Sometimes changes such as doubling the final consonant are made when an -ing or -ed is added. Since Disinflectant only sees this as a suffix being added, it thinks that specific consonant can also be added to words that end in other consonants.

- Why isn’t
**braking**(br1EYkIHN) with lemma brake the inflection of**bra**(br1AA) with lemma bra? (by analogy with**picnicking → picnic**) - Why isn’t
**garbs**(g1AArbz) with lemma garbs the inflection of**garbling**(g1AArblIHN) with lemma garble? (by analogy with**corrals → corralling**) - Why isn’t
**badgering**(b1AEJIXrIHN) with lemma badger the inflection of**badge**(b1AEJ) with lemma badge? (by analogy with**transferring → transfer**) - Why isn’t
**bobsled**(b1AAbslEHd) with lemma**bobsled**the inflection of**bobs**(b1AAbz) with lemma bob? (by analogy with**patrolled → patrol**)

#### Disinflection I might have come up with myself:

- Why isn’t
**hay**(h1EY) with lemma hay the inflection of**highs**(h1AYz) with lemma high? (by analogy with**lay → lies**) - Why isn’t
**bowled**(b1OWld) with lemma bowl the inflection of**belling**(b1EHlIHN) with lemma bell? (by analogy with**sold → selling**) - Why isn’t
**bodies**(b1AAdIYz) with lemma body the inflection of**bodice**(b1AAdIXs) with lemma bodice? (by analogy with**emphases → emphasis**) - Why isn’t
**lease**(l1IYs) with lemma lease the inflection of**loosed**(l1UWst) with lemma loose? (by analogy with**geese → goosed**) - Why isn’t
**wield**(w1IYld) with lemma wield the inflection of**welt**(w1EHlt) with lemma welt? (by analogy with**kneeled → knelt**) - Why isn’t
**gauze**(g1AOz) with lemma gauze the inflection of**goo**(g1UW) with lemma goo? (by analogy with**draws → drew**) - Why isn’t
**cheese**(C1IYz) with lemma cheese the inflection of**chosen**(C1OWzIXn) with lemma choose? (by analogy with**freeze → frozen**)

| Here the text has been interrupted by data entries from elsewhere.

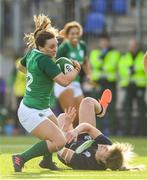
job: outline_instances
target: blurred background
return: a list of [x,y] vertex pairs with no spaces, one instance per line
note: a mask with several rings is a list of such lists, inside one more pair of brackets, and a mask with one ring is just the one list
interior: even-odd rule
[[[147,46],[146,9],[146,0],[0,0],[0,134],[26,133],[17,118],[25,76],[16,71],[15,65],[26,51],[23,36],[33,31],[33,15],[44,13],[59,29],[73,20],[83,26],[83,40],[92,68],[90,83],[81,73],[85,96],[98,98],[107,82],[114,96],[110,111],[103,120],[98,119],[97,126],[107,135],[147,136],[143,72],[143,54]],[[104,59],[107,49],[117,52],[113,55],[113,59],[117,59],[116,68],[108,63],[116,77],[110,81],[95,75],[95,72],[103,73],[95,60]],[[128,70],[127,75],[124,69]],[[55,98],[51,106],[59,114]]]

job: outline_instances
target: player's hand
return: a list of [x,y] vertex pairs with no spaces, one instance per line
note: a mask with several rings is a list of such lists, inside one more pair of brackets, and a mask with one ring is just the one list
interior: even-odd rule
[[66,142],[67,144],[71,143],[73,140],[77,139],[78,131],[77,129],[73,129],[71,131],[68,131],[66,134]]
[[65,112],[65,120],[66,122],[69,122],[70,124],[73,123],[76,117],[76,109],[75,107],[69,107],[68,109],[64,110]]
[[80,70],[81,70],[81,65],[75,60],[72,60],[72,63],[73,63],[73,66],[74,66],[74,68],[78,71],[78,72],[80,72]]

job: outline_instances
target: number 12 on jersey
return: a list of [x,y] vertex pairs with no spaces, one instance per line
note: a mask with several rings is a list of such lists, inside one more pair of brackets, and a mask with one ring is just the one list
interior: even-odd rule
[[32,82],[33,82],[33,76],[32,76],[31,73],[28,72],[27,73],[27,85],[26,85],[26,89],[29,92],[31,92],[31,88],[29,86],[30,86],[30,84],[32,84]]

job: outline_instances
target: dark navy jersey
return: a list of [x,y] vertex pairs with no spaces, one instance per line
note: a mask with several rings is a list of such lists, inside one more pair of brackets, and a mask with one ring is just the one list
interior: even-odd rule
[[[85,143],[88,140],[92,140],[92,138],[88,134],[81,134],[78,136],[78,139],[76,142],[72,142],[70,144],[67,144],[66,147],[72,150],[76,150],[79,146],[81,146],[83,143]],[[100,164],[96,161],[95,154],[96,150],[98,149],[98,144],[108,144],[108,139],[105,139],[105,136],[103,136],[103,142],[100,138],[95,140],[90,147],[85,149],[81,153],[74,153],[71,161],[69,164],[66,164],[63,159],[60,159],[64,164],[68,165],[72,169],[81,169],[81,170],[105,170],[105,165]],[[109,143],[110,144],[110,143]]]

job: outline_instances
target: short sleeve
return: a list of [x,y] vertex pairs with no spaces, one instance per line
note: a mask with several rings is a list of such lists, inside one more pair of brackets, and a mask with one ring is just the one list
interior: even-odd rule
[[66,57],[66,53],[67,53],[67,44],[65,42],[61,43],[60,46],[58,47],[58,51],[57,51],[57,59],[60,57]]
[[61,70],[56,65],[56,63],[49,57],[43,57],[38,61],[39,69],[49,76],[51,79],[54,79],[58,74],[61,73]]
[[112,145],[112,141],[108,137],[104,136],[103,134],[95,138],[95,143]]

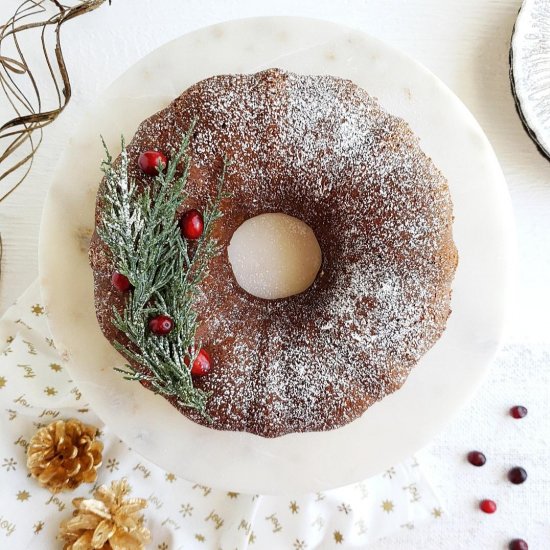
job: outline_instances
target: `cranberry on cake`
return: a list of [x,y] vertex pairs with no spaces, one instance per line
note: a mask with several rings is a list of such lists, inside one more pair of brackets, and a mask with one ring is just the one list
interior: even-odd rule
[[215,76],[105,165],[97,318],[125,376],[195,422],[338,428],[445,330],[452,210],[408,124],[351,81]]

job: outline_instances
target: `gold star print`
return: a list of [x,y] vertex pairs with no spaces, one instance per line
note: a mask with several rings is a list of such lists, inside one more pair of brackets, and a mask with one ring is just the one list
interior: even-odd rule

#### Transforms based on abbreviations:

- Why isn’t
**chuckle**(C1UXkIXl) with lemma chuckle the inflection of**chuck’s**(C1UXks) with lemma chuck? (by analogy with**mile → mi’s**) - Why isn’t
**cooperative’s**(kOW1AApIXrrIXtIHvz) with lemma cooperative the inflection of**cooper**(k1UWpIXr) with lemma cooper? (by analogy with**negative’s → neg**) - Why isn’t
**someday**(s1UXmdEY) with lemma someday the inflection of**some**(s1UXm) with lemma some? (by analogy with**Friday → Fri**)

#### Other really weird stuff I’d never think of:

- Why isn’t
**comedy**(k1AAmIXdIY) with lemma comedy the inflection of**comedown**(k1UXmdAWn) with lemma comedown? (by analogy with**fly → flown**) - Why isn’t
**aisle**(1AYl) with lemma aisle the inflection of**meal**(m1IYl) with lemma meal? (by analogy with I → me) - Why isn’t
**hand**(h1AEnd) with lemma hand the inflection of**hens**(h1EHnz) with lemma hen? (by analogy with**manned → men’s**) - Why isn’t
**out**(1AWt) with lemma same the inflection of**wheat**(w1IYt) with lemma same? (by analogy with**our → we’re**)

If people are interested, once I’ve fixed it up a bit I could either release the app, or import a bigger word list and some corpora, and then publish the whole output as a CSV file. Meanwhile, I’ll probably just tweet or blog about the disinflections I find interesting.